Does the agreement maintain a total embargo on heavy and ballistic weapons, and for how long?
This was discussed right until the end. France’s stance was clear and firm on this matter, too: It would be contradictory for the immediate consequence of this agreement to be the lifting of the constraints weighing on Iran in the field of weapons and missiles. The embargo on weapons is maintained for five years and transfer prohibitions in the ballistic field for eight years.
Does the agreement allow the International Atomic Energy Agency (IAEA) to visit all the sites, including military, without restrictions?
An unverifiable agreement is an inapplicable agreement. This is why we made sure Iran applied the IAEA’s highest verification standards. The access to all sites will be possible, including the Parchin site, not to attempt to penetrate military secrets, but to verify if there has been prohibited nuclear activity. I’ve discussed this several times with the director general of the IAEA to be certain that he deemed the plan sufficient and credible.
What are the steps of the implementation of the agreement? And do you fear the U.S. Congress blocking it?

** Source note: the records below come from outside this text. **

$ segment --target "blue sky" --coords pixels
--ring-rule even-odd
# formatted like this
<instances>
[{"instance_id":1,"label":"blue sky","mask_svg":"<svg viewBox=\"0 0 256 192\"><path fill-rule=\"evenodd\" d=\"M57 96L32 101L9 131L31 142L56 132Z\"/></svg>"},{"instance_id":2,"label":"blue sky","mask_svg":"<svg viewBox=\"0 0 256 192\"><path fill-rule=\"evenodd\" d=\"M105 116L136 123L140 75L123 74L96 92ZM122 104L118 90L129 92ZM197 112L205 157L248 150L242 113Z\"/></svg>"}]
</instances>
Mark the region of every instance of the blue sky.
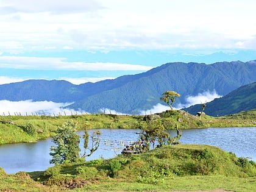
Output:
<instances>
[{"instance_id":1,"label":"blue sky","mask_svg":"<svg viewBox=\"0 0 256 192\"><path fill-rule=\"evenodd\" d=\"M256 59L254 0L0 0L0 84Z\"/></svg>"}]
</instances>

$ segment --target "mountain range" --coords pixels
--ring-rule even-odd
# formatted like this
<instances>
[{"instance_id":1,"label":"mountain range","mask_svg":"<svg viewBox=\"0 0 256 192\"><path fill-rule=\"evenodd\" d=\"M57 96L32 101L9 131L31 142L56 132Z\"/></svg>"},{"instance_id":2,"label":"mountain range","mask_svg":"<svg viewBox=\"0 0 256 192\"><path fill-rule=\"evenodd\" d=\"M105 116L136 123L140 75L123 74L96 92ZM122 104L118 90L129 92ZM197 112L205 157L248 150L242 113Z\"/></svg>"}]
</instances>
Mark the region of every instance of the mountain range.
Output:
<instances>
[{"instance_id":1,"label":"mountain range","mask_svg":"<svg viewBox=\"0 0 256 192\"><path fill-rule=\"evenodd\" d=\"M215 90L225 96L256 82L255 74L256 60L209 65L168 63L145 73L96 83L74 85L65 80L29 80L0 85L0 100L73 102L66 107L89 113L108 108L133 114L160 103L159 98L166 90L181 95L176 99L175 107L186 103L188 96L205 91Z\"/></svg>"},{"instance_id":2,"label":"mountain range","mask_svg":"<svg viewBox=\"0 0 256 192\"><path fill-rule=\"evenodd\" d=\"M213 116L223 116L256 108L256 82L242 86L227 95L206 104L204 112ZM202 105L183 108L191 114L201 111Z\"/></svg>"}]
</instances>

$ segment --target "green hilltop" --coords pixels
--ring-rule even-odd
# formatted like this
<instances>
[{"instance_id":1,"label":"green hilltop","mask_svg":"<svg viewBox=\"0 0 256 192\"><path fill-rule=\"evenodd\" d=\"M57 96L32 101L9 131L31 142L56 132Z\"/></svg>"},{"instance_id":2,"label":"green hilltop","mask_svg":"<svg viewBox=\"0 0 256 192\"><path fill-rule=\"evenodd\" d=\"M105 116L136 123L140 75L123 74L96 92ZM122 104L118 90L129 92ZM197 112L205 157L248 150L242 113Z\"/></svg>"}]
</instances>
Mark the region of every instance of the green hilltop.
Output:
<instances>
[{"instance_id":1,"label":"green hilltop","mask_svg":"<svg viewBox=\"0 0 256 192\"><path fill-rule=\"evenodd\" d=\"M256 108L256 82L242 86L227 95L206 104L204 112L217 116L233 114ZM201 104L183 110L191 114L201 110Z\"/></svg>"}]
</instances>

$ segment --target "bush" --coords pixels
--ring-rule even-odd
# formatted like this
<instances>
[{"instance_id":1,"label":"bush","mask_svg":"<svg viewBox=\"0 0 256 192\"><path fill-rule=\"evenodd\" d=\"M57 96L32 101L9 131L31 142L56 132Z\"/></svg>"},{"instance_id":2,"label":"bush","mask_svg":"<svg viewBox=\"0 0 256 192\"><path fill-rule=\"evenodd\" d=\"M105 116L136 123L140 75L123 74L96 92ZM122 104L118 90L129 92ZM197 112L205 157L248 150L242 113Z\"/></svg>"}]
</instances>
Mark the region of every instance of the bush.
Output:
<instances>
[{"instance_id":1,"label":"bush","mask_svg":"<svg viewBox=\"0 0 256 192\"><path fill-rule=\"evenodd\" d=\"M4 169L0 167L0 176L5 176L6 172L4 171Z\"/></svg>"},{"instance_id":2,"label":"bush","mask_svg":"<svg viewBox=\"0 0 256 192\"><path fill-rule=\"evenodd\" d=\"M54 166L53 167L49 168L43 173L43 176L49 178L52 176L57 175L60 172L61 167L60 166Z\"/></svg>"},{"instance_id":3,"label":"bush","mask_svg":"<svg viewBox=\"0 0 256 192\"><path fill-rule=\"evenodd\" d=\"M35 126L31 123L26 123L22 128L23 130L29 135L34 135L35 134Z\"/></svg>"},{"instance_id":4,"label":"bush","mask_svg":"<svg viewBox=\"0 0 256 192\"><path fill-rule=\"evenodd\" d=\"M89 165L90 166L99 166L101 165L103 163L103 159L96 159L91 160L88 162Z\"/></svg>"},{"instance_id":5,"label":"bush","mask_svg":"<svg viewBox=\"0 0 256 192\"><path fill-rule=\"evenodd\" d=\"M109 163L109 166L110 176L114 177L116 176L117 171L121 169L122 164L119 161L113 160Z\"/></svg>"}]
</instances>

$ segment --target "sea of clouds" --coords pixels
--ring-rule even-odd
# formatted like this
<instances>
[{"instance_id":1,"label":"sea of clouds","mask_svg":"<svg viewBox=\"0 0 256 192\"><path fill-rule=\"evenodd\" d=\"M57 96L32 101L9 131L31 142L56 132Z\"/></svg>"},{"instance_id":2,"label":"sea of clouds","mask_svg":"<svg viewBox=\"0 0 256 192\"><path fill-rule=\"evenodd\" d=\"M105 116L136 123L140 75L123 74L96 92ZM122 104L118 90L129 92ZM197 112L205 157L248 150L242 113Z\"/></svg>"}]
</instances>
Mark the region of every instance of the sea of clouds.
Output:
<instances>
[{"instance_id":1,"label":"sea of clouds","mask_svg":"<svg viewBox=\"0 0 256 192\"><path fill-rule=\"evenodd\" d=\"M208 102L215 98L221 97L215 90L207 91L196 96L188 96L185 104L179 104L176 109L188 107L192 105ZM10 101L7 100L0 101L0 115L46 115L51 116L71 115L74 114L89 113L85 111L76 111L73 109L64 108L71 103L57 103L52 101L33 101L32 100L21 101ZM141 111L140 115L149 115L160 113L169 109L169 107L164 104L158 103L149 110ZM101 113L106 114L122 115L114 110L109 108L101 108Z\"/></svg>"}]
</instances>

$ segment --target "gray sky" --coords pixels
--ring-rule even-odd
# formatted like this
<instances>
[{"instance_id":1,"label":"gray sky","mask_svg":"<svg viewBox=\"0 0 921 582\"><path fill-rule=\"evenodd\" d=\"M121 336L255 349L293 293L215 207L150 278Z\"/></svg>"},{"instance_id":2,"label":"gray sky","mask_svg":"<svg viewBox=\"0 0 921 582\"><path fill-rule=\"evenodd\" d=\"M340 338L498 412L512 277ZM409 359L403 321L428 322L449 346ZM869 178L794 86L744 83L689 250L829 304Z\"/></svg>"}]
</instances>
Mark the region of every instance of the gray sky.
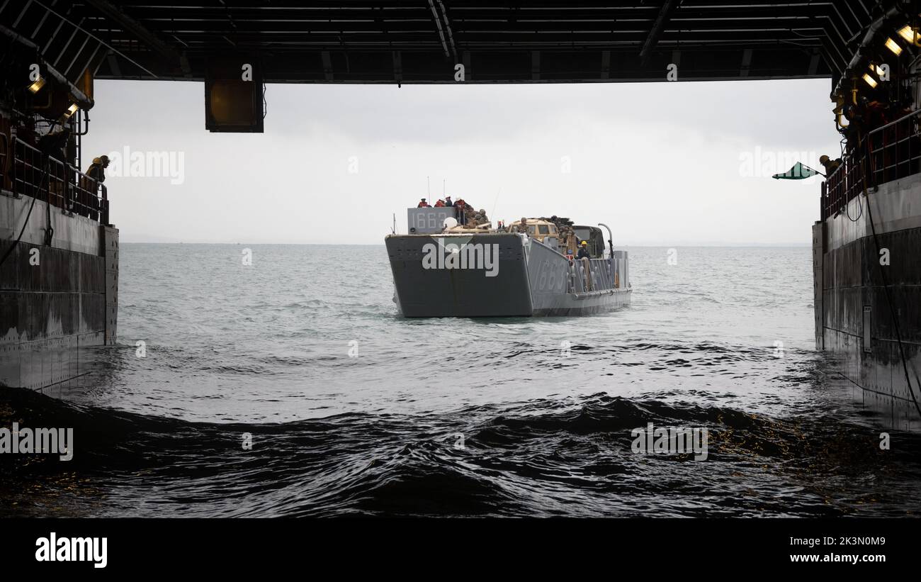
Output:
<instances>
[{"instance_id":1,"label":"gray sky","mask_svg":"<svg viewBox=\"0 0 921 582\"><path fill-rule=\"evenodd\" d=\"M805 244L819 180L770 175L840 154L830 87L270 85L259 134L209 134L201 83L98 81L84 166L171 153L159 177L110 168L125 242L382 243L429 176L430 198L446 180L491 218L603 222L618 246Z\"/></svg>"}]
</instances>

After endorsement by the Security Council, a 90-day period will open, during which Iran must take measures to prepare for the implementation of the agreement. The next phase will last six to nine months, during which it will implement all its commitments in the nuclear field. Each of these steps will go along with progressive reduction of the sanctions. Concerning the U.S. Congress, I don’t have any particular comment except what is common sense: When you assess an agreement, you don’t do it only in absolute terms, but you must compare the situation if the agreement is implemented with what would happen if there is no agreement.
Don’t you fear that the rapprochement observed between France and Saudi Arabia penalizes French companies on the Iranian market?
No, for two reasons. On one hand, when the issue is removing the threat of nuclear military power, you cannot determine the position of your own country according to commercial considerations: It’s about security and peace. On the other hand, the economic competition in Iran will undoubtedly be tough, because everybody is being considered. But don’t forget our companies have long worked with and in this country, that they excel in several fields and that they will have assets to put forward. This is why I’m confident about them. As for our traditional friendships, renouncing them is out of the question.